IRS examinations of captive insurance arrangements are on the rise. You may now wish to revisit your captive insurance arrangement.
Captive insurance is a very powerful tool in insuring against business risks. An IRC §162 deduction is available for insurance premiums paid by the insuring business, plus up to $1.2 million of the captive insurance company’s earnings may escape taxation. The IRS is aware of these powerful benefits and believes that many of these arrangements exist for the tax benefits rather than to provide valid insurance.
In examining a captive arrangement, the IRS will initially demand copies of all promotional materials.
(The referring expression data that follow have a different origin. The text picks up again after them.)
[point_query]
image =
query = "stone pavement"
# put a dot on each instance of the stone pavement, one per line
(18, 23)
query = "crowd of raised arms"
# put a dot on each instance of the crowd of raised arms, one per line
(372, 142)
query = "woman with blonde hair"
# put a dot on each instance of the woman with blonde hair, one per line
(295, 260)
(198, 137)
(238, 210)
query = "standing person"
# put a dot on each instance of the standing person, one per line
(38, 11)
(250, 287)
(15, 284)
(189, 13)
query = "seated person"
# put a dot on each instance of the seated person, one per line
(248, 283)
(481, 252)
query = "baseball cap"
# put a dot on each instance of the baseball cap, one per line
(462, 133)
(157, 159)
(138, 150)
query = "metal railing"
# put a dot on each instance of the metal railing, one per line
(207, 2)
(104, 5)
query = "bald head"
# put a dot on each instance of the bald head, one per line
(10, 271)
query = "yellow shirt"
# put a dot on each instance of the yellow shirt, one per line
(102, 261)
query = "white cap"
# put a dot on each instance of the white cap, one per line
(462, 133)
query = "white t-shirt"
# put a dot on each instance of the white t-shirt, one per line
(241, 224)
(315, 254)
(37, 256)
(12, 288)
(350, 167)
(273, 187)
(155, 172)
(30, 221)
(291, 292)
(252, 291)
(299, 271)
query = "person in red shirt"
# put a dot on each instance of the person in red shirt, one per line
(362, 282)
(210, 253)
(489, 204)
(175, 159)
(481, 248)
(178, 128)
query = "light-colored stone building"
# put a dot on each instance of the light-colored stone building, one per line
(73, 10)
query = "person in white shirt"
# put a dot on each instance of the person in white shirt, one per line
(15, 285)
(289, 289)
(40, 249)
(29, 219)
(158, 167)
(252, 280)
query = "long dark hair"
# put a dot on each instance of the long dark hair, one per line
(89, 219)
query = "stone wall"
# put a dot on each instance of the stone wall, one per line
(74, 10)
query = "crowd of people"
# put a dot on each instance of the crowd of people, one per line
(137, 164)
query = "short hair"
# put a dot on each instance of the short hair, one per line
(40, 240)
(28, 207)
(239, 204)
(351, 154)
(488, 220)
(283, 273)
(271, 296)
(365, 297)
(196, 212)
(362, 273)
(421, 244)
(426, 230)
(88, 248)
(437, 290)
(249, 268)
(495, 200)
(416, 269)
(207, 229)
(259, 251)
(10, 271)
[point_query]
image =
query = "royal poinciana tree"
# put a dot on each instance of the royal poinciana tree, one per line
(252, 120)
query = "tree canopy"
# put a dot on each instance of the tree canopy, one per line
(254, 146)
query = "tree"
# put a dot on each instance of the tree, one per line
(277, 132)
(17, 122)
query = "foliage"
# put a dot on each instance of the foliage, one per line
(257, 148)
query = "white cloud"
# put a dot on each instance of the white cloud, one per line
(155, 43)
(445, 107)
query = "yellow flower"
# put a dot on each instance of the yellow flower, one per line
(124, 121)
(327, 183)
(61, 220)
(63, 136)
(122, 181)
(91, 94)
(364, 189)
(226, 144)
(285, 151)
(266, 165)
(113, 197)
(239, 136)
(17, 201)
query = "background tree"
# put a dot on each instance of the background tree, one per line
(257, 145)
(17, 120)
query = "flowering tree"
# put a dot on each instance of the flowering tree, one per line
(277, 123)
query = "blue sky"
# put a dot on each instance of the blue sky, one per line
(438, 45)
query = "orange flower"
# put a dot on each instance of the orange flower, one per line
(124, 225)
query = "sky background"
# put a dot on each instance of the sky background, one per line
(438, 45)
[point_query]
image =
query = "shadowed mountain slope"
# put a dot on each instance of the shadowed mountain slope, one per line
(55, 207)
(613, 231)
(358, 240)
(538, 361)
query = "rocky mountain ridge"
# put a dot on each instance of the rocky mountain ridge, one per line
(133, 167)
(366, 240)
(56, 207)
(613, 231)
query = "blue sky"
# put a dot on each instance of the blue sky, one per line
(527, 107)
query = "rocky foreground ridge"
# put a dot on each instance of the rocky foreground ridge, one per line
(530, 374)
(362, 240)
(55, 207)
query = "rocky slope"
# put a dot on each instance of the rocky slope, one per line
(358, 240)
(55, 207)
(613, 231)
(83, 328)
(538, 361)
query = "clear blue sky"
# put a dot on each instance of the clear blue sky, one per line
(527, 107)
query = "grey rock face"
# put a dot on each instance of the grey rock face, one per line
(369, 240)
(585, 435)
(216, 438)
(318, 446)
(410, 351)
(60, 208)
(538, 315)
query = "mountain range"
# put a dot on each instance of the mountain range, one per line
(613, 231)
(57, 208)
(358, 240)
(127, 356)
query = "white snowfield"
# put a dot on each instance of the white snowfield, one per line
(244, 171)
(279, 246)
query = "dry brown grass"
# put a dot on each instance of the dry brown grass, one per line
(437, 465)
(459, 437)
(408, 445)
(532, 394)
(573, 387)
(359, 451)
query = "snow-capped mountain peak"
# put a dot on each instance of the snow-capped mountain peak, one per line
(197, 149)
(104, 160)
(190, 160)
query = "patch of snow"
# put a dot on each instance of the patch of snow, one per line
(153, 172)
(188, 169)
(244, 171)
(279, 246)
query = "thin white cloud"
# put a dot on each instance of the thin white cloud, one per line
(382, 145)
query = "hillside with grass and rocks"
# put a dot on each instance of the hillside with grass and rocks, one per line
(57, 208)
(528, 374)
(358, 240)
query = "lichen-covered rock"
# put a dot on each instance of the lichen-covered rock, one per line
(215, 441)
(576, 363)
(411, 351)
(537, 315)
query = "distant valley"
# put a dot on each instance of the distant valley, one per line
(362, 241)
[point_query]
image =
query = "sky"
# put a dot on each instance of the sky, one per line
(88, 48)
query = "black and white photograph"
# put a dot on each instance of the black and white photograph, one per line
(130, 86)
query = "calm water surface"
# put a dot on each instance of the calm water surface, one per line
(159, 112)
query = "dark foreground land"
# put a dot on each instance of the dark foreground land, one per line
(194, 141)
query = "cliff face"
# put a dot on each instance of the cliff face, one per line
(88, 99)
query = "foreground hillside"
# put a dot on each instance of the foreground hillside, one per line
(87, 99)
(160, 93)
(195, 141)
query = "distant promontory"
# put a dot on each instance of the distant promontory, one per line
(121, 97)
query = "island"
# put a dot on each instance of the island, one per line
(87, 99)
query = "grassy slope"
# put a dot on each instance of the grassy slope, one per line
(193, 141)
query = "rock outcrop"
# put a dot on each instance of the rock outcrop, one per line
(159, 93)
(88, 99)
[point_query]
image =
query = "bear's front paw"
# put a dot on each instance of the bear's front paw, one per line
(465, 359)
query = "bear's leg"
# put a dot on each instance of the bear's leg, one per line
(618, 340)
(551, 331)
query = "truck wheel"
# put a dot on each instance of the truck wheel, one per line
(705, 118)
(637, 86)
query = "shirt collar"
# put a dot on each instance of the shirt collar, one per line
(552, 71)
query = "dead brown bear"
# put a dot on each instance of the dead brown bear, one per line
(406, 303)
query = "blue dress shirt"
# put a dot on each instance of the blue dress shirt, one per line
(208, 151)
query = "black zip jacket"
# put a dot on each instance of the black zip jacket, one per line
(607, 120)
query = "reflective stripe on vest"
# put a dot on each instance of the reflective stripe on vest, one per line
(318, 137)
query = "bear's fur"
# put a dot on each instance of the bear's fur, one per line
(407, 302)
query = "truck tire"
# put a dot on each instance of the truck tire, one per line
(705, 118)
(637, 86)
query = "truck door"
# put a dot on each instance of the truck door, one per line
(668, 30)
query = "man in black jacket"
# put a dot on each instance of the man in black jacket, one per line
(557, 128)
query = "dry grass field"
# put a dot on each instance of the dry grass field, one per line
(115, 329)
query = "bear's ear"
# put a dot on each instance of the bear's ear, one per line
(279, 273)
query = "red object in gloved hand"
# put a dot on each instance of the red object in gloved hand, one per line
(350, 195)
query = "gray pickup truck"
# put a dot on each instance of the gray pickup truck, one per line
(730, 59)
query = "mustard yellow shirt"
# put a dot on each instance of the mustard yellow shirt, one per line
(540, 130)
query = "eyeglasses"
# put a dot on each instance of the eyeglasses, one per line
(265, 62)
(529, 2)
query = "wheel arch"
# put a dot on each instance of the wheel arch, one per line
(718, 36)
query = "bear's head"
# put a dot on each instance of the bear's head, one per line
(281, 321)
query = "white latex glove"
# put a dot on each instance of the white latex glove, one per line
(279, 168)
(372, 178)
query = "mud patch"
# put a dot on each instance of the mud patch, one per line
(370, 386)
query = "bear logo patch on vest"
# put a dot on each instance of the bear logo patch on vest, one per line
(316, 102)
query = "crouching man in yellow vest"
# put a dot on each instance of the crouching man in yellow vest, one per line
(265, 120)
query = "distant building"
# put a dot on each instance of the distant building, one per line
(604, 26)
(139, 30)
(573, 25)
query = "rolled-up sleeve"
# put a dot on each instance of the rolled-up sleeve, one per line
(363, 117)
Throughout the IRS examination, the IRS has made it clear it will look for the following “red flags”:
• Materials emphasizing the income tax goals of the captive insurance arrangement; i.e. the materials emphasize premium deductions versus insurance needs.
• The realistic probability of coverage applying to the business. If the likelihood of the insurable event happening is low, the IRS believes the cost of coverage should likewise be low.
• Reverse engineering the amount of premiums to equal exactly the $1.2 million exemption
• An impermissible circular flow of funds, i.e. where the premium monies, either through loans or distributions, end up in the hands of the insured business or a closely related party).
• Lack of adequate risk distribution or risk shifting. This arises where the captive insures only the single business and simply holds the premium monies in the event of a claim.
• Failure to obtain an actuarial study supporting the premiums charged (a valid underwriting process) by the captive.
• No analysis of the cost and availability of commercial insurance in the non-captive market. Insurance rates far in excess of commercially available rates indicate a tax purpose versus insurance purpose.
• Materials emphasizing the estate planning benefits of the captive insurance structure. The IRS position is that I.R.C. §831(b) was not enacted as an estate planning tool, but to assist taxpayers who want to manage risk.
• The existence of guarantees, which is a sign of inadequate capitalization.
• Lack of claims history. No claims indicates that the insurance pool is insufficient and risk shifting may not exist.
These “red flags” do not automatically invalidate a captive arrangement. However, they are indicators that in substance the captive arrangement lacks risk shifting, risk distribution, and fails to qualify as insurance in the commonly accepted sense.